Federal prosecutors are seeking the property of Hugo and Blanca Diaz, who pleaded guilty in federal court last week in exchange for prosecutors dropping most of the charges on an indictment from November that accuses them of harboring illegal immigrants and employing them in their Evans-based construction businesses.
Assistant U.S. Attorney David Stewart said a significant part of the couple’s punishment is the government seizing their property, including a $1.7 million home on Grace Avenue in Evans and nine vehicles with an estimated value greater than $150,000.
Stewart called it the “largest immigration forfeiture in the country” during Blanca Diaz’s sentencing. The couple face deportation to their native Mexico.
The U.S. government isn’t the only one interested in the property, however.
An Augusta attorney has filed an involuntary bankruptcy claim against Hugo Diaz on behalf of three businesses who say Diaz still owes them money for construction supplies. Collectively, the claims add up to $121,570, but attorney Louis Saul said there are other businesses in the area who still haven’t been paid and likely won’t be for several years. Saul said it adds up to big problems for small businesses.
“If you take $80,000 out of your cash flow, then you’re taking a hit,” he said.
Saul turned up in court last week before Hugo Diaz pleaded guilty to contest the criminal proceedings before the bankruptcy issues were cleared. He claims case law supports his position, but U.S. District Judge Randal Hall proceeded with the hearing after listening to Saul’s argument.

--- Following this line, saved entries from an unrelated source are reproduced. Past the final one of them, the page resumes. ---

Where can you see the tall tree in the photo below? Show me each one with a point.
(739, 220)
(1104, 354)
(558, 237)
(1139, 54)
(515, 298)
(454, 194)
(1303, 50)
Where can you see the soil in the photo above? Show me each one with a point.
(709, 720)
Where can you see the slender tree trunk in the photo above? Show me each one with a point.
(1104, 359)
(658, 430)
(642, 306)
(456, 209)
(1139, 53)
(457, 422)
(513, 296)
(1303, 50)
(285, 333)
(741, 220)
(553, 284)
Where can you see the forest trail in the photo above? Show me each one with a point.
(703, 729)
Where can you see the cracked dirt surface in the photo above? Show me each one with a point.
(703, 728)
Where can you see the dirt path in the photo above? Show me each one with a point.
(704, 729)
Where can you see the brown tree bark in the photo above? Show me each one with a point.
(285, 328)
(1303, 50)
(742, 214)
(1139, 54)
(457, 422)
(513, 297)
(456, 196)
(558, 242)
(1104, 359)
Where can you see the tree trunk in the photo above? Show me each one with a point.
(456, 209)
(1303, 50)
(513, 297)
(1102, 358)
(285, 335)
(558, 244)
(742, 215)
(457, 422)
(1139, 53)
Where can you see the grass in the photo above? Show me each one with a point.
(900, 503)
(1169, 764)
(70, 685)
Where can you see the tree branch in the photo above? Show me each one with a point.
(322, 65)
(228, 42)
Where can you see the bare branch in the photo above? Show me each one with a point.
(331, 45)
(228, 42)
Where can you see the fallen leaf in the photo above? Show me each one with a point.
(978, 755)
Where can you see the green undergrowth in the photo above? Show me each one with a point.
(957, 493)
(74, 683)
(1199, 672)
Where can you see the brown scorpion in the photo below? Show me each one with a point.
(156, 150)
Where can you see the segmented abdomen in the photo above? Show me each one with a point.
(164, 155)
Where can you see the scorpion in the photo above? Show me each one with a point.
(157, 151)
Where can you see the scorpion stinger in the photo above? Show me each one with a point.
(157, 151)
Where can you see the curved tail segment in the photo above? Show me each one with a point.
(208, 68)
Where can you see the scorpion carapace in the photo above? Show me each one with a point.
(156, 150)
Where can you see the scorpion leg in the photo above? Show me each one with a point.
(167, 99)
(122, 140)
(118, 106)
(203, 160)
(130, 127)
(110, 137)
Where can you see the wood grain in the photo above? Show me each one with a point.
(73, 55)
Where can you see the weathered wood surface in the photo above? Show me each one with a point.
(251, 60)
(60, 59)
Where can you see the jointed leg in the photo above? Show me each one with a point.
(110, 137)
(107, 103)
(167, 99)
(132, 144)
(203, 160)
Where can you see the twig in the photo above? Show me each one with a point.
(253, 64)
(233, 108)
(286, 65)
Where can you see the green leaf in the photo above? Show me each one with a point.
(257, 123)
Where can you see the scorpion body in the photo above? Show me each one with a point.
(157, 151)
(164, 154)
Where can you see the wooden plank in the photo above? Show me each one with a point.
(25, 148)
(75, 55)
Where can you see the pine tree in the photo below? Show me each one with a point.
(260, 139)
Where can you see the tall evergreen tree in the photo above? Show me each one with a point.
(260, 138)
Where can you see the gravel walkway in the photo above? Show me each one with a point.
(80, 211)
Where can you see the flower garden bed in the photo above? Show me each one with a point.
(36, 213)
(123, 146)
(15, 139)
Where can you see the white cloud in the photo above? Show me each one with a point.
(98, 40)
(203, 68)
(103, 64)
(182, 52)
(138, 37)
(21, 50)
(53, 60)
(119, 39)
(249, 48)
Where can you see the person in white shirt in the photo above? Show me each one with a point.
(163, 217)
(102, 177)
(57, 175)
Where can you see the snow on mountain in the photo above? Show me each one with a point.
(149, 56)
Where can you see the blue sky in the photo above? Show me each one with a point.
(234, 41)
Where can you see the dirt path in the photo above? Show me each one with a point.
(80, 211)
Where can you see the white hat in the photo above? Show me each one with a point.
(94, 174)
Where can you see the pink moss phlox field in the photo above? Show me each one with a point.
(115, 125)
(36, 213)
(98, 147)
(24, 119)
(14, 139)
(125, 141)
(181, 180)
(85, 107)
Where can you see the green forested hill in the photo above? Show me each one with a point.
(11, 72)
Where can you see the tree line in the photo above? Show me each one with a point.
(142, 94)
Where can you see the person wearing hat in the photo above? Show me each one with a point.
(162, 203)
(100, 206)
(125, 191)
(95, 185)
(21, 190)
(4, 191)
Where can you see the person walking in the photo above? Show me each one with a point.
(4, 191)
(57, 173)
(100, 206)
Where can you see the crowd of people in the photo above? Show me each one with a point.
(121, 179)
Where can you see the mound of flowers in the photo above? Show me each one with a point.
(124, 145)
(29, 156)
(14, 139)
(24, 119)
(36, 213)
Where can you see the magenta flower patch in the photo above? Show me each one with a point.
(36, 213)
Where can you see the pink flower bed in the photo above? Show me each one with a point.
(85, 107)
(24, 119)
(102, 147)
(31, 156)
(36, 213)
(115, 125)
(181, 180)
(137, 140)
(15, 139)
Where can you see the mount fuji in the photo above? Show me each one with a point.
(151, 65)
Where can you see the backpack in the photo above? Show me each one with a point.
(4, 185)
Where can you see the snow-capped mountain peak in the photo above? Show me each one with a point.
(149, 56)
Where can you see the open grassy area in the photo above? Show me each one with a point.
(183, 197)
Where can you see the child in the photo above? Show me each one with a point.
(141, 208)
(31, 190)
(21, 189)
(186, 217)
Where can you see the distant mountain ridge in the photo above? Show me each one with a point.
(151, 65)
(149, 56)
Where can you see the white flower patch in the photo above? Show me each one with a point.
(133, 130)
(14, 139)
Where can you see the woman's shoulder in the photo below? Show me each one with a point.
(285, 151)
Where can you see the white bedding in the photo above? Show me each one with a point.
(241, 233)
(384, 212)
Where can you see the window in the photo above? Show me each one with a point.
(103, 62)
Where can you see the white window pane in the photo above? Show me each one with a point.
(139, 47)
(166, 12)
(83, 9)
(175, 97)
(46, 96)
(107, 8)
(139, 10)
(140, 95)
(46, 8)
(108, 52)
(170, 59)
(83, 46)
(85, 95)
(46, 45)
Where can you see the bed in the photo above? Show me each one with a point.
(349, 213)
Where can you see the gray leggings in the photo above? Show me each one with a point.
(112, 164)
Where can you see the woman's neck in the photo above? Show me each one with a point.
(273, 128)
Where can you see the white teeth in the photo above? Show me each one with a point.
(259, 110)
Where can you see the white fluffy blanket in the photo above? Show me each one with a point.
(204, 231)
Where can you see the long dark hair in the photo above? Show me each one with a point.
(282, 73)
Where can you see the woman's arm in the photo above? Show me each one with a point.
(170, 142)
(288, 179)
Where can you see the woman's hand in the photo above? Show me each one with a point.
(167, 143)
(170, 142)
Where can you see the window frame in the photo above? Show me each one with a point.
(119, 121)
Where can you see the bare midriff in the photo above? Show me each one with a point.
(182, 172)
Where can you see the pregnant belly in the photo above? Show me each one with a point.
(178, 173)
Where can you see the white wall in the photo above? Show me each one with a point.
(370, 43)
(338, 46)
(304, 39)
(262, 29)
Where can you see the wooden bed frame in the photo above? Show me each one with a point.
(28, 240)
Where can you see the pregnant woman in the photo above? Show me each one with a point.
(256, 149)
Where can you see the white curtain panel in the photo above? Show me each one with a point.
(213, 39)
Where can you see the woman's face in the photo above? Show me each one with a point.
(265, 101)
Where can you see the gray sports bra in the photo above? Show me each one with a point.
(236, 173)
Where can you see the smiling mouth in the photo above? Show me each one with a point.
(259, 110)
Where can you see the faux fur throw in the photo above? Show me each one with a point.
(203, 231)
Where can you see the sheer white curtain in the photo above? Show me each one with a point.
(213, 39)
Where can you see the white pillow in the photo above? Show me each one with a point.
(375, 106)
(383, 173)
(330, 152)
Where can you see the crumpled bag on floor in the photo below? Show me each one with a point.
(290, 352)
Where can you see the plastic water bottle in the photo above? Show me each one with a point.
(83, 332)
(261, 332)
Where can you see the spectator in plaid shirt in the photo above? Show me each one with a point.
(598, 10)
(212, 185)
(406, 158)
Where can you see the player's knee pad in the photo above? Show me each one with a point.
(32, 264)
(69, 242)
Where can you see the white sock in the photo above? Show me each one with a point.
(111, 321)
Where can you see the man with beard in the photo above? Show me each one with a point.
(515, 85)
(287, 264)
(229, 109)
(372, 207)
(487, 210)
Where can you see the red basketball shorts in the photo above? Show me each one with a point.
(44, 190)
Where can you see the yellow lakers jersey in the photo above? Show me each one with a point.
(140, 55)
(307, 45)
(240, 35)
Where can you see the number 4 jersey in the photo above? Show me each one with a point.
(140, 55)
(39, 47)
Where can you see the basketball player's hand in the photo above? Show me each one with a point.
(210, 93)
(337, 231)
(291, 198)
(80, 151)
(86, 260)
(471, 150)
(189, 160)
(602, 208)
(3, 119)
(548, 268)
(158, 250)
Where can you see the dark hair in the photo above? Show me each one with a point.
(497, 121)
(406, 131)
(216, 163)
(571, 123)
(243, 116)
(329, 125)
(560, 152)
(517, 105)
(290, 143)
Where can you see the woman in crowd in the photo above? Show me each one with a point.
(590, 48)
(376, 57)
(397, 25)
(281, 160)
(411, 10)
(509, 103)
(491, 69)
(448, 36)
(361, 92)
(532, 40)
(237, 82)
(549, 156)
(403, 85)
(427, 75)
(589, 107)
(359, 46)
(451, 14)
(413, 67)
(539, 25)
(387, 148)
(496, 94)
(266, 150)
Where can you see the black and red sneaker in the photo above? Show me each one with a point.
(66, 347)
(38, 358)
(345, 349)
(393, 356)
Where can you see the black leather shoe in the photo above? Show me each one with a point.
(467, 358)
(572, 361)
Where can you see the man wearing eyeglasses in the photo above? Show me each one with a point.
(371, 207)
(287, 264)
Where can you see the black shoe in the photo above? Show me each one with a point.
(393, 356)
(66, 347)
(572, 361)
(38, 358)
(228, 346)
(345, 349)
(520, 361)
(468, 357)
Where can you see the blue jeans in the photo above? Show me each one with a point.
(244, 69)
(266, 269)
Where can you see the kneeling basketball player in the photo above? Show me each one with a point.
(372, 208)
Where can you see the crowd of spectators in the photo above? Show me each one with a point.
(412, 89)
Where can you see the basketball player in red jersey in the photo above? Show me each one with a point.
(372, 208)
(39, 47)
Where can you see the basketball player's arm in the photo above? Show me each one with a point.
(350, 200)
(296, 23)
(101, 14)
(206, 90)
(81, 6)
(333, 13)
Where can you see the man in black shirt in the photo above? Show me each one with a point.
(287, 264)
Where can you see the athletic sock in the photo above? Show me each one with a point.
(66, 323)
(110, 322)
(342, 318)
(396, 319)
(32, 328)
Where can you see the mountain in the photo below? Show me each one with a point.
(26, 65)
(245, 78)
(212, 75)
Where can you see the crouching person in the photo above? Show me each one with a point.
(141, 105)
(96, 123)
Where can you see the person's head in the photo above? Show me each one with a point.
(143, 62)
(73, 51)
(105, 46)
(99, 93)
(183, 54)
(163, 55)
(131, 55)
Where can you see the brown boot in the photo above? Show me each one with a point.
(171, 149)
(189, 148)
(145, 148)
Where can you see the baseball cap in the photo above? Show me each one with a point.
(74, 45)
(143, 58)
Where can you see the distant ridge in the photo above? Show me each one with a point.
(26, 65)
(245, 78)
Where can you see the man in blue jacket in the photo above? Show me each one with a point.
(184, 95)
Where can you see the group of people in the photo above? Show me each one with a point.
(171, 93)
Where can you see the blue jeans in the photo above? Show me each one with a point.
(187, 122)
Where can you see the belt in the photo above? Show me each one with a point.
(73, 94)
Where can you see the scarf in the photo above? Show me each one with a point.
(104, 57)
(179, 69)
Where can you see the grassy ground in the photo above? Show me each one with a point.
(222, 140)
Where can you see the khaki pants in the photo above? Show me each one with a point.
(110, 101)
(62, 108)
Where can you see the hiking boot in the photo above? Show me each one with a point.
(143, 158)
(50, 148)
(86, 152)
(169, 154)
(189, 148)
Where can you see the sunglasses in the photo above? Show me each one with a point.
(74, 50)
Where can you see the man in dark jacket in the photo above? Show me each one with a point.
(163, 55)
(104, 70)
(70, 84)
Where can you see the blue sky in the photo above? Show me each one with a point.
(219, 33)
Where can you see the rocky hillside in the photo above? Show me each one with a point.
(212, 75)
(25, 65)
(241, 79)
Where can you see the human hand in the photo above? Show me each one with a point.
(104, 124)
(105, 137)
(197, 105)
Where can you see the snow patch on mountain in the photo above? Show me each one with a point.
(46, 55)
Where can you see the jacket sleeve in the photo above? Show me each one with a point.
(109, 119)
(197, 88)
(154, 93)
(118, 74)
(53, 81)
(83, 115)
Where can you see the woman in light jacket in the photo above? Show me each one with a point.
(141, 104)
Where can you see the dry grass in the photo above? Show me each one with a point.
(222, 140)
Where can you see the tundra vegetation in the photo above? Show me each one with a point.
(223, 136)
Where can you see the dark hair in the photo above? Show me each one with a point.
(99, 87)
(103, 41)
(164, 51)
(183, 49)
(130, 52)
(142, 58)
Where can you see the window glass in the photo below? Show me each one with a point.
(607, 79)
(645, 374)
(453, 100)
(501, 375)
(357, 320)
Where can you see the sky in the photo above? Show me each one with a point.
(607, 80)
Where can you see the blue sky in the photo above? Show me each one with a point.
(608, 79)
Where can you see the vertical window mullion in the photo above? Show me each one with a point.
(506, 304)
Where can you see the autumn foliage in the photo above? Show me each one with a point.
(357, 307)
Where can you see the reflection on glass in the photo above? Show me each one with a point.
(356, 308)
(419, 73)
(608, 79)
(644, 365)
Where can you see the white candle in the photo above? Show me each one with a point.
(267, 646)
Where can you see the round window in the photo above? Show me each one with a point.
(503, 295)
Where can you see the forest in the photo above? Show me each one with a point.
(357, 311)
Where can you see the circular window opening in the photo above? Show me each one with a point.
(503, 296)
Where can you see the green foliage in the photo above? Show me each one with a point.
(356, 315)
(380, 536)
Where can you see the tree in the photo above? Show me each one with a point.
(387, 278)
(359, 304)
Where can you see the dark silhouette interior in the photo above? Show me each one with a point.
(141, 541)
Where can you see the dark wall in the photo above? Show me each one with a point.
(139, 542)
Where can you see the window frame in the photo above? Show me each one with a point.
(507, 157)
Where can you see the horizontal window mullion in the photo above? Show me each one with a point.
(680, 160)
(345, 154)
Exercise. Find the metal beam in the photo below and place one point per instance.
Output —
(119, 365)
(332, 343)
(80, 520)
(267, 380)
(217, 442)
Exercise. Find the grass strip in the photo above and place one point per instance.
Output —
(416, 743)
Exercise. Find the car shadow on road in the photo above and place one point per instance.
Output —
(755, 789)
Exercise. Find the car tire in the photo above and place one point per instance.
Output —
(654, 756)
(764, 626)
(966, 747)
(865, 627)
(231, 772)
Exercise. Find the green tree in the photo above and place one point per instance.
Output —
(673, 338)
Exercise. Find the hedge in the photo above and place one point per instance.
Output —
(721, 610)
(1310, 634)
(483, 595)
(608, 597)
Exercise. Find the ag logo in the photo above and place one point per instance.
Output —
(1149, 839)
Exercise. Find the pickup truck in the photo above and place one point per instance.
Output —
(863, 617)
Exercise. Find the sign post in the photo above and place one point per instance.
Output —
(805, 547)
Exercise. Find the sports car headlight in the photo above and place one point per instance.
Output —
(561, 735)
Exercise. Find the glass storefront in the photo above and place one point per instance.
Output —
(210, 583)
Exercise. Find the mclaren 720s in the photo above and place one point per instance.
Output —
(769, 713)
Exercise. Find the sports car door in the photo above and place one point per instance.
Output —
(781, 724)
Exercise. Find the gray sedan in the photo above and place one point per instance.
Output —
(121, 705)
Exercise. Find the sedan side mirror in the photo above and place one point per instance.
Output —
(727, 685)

The U.S. Attorney’s Office’s motion to proceed with forfeiture also says the criminal proceedings hold precedence, citing its own case law that “not only exempts criminal forfeiture proceedings from the automatic bankruptcy stay” but also “‘affirmatively bars interference’ with a criminal case by non-parties.”
In an interview, Saul remained confident that his “ace trumps their king or queen.”
Assistant U.S. Attorney Jim Durham said Tuesday that anyone with a claim to the properties can file the appropriate paperwork in court. But the outstanding debts are not part of the forfeiture proceedings, Durham said.
Durham declined to comment on whether the U.S. government would pursue any assets sent to Mexico.